Ecosyste.ms: Awesome

An open API service indexing awesome lists of open source software.

Awesome Lists | Featured Topics | Projects

https://github.com/mchmarny/disco

Utility for bulk image, license, package, and vulnerability discovery in containerize workloads on GCP. Includes CLI and Service with custom metrics and BigQuery data exports.
https://github.com/mchmarny/disco

Last synced: 5 days ago
JSON representation

Utility for bulk image, license, package, and vulnerability discovery in containerize workloads on GCP. Includes CLI and Service with custom metrics and BigQuery data exports.

Awesome Lists containing this project

README

        

[![](https://github.com/mchmarny/disco/actions/workflows/on-push.yaml/badge.svg?branch=main)](https://github.com/mchmarny/disco/actions/workflows/on-push.yaml)
[![](https://github.com/mchmarny/disco/actions/workflows/on-tag.yaml/badge.svg)](https://github.com/mchmarny/disco/actions/workflows/on-tag.yaml)
[![](https://codecov.io/gh/mchmarny/disco/branch/main/graph/badge.svg?token=9HLYDZZADN)](https://codecov.io/gh/mchmarny/disco)
[![version](https://img.shields.io/github/release/mchmarny/disco.svg?label=version)](https://github.com/mchmarny/disco/releases/latest)
[![](https://img.shields.io/github/go-mod/go-version/mchmarny/disco.svg?label=go)](https://github.com/mchmarny/disco)
[![](https://goreportcard.com/badge/github.com/mchmarny/disco)](https://goreportcard.com/report/github.com/mchmarny/disco)
[![](https://img.shields.io/badge/License-Apache%202.0-blue.svg?label=license)](https://github.com/mchmarny/disco/blob/main/LICENSE)

# disco

Utility for bulk image, license, package, and vulnerability discovery in containerize workloads on GCP.

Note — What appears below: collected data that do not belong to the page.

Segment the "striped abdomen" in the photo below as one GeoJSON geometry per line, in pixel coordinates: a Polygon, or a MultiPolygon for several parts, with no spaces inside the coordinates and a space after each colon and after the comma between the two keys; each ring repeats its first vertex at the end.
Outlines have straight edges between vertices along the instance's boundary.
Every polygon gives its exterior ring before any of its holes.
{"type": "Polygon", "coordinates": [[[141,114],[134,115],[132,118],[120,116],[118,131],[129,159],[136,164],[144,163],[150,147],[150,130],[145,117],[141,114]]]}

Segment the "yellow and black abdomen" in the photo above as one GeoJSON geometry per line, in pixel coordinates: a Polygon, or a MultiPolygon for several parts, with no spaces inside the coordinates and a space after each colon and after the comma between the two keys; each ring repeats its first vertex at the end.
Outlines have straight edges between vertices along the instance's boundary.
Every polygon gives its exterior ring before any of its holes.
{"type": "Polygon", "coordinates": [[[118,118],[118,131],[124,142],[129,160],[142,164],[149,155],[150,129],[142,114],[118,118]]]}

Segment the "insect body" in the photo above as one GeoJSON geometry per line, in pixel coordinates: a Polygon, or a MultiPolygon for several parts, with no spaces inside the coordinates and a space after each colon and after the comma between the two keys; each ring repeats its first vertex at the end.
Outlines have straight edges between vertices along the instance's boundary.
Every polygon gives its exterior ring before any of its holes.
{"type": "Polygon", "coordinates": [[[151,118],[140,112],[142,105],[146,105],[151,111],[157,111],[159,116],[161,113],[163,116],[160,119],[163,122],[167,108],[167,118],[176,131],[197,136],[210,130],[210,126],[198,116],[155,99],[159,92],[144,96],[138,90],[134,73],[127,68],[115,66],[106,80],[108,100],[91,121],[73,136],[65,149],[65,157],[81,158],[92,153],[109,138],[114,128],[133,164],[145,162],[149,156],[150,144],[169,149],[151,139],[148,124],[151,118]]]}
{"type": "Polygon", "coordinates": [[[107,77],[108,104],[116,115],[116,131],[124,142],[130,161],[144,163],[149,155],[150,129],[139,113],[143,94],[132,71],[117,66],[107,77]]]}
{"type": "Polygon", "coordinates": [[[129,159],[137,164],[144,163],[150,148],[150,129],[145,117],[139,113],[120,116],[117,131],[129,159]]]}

![](docs/img/dashboard.png)

> Note: this is a personal project, not an official Google product.

Features:

* Discover currently deployed container images in Cloud Run, GCF, and GKE
* supports multiple project and region
* resolves deploys deployed image to their digests
* Report on vulnerabilities, packages, or licenses in these images
* scans base images and packages
* supports filters (e.g CVE, package name, license type)
* Available as CLI os Service (for continuous discovery)

![](docs/img/disco.gif)

Additionally, when deployed as a service, `disco` will:
* Publish custom metrics (time-series) in Cloud Monitoring to support:
* custom charts and dashboards (e.g. image vulnerability over time)
* metric threshold alerts (e.g. page on `CRITICAL` vulnerability in project `X`)
* Export image license, package, and vulnerability data to BigQuery
* query data using SQL (e.g. package versions over time)
* create ML models (e.g. vulnerability source classification model)
* build custom visualizations using Google Sheets, Data Studio, or Looker
* Archive raw license, package, and vulnerability scanner outputs into GCS bucket
* each file stored in "folder" named after image SHA

## Why

It's easy to end up with a large number of containerized workloads across many GCP projects and regions: Cloud Run, GKE, or even Cloud Functions (yes, those end up running as a container too). You can scan these containers in Artifact Registry using [Container Analysis](https://cloud.google.com/container-analysis/docs/container-analysis) service, but currently it only [covers base OS](https://cloud.google.com/container-analysis/docs/os-overview). It's also not easy to know which of these images (and which versions) are actually being used in active services. Services like Cloud Run also support [multiple revisions](https://cloud.google.com/run/docs/managing/revisions), each potentially using a different version of an image, so identifying container images currently underpinning your services can get complicated.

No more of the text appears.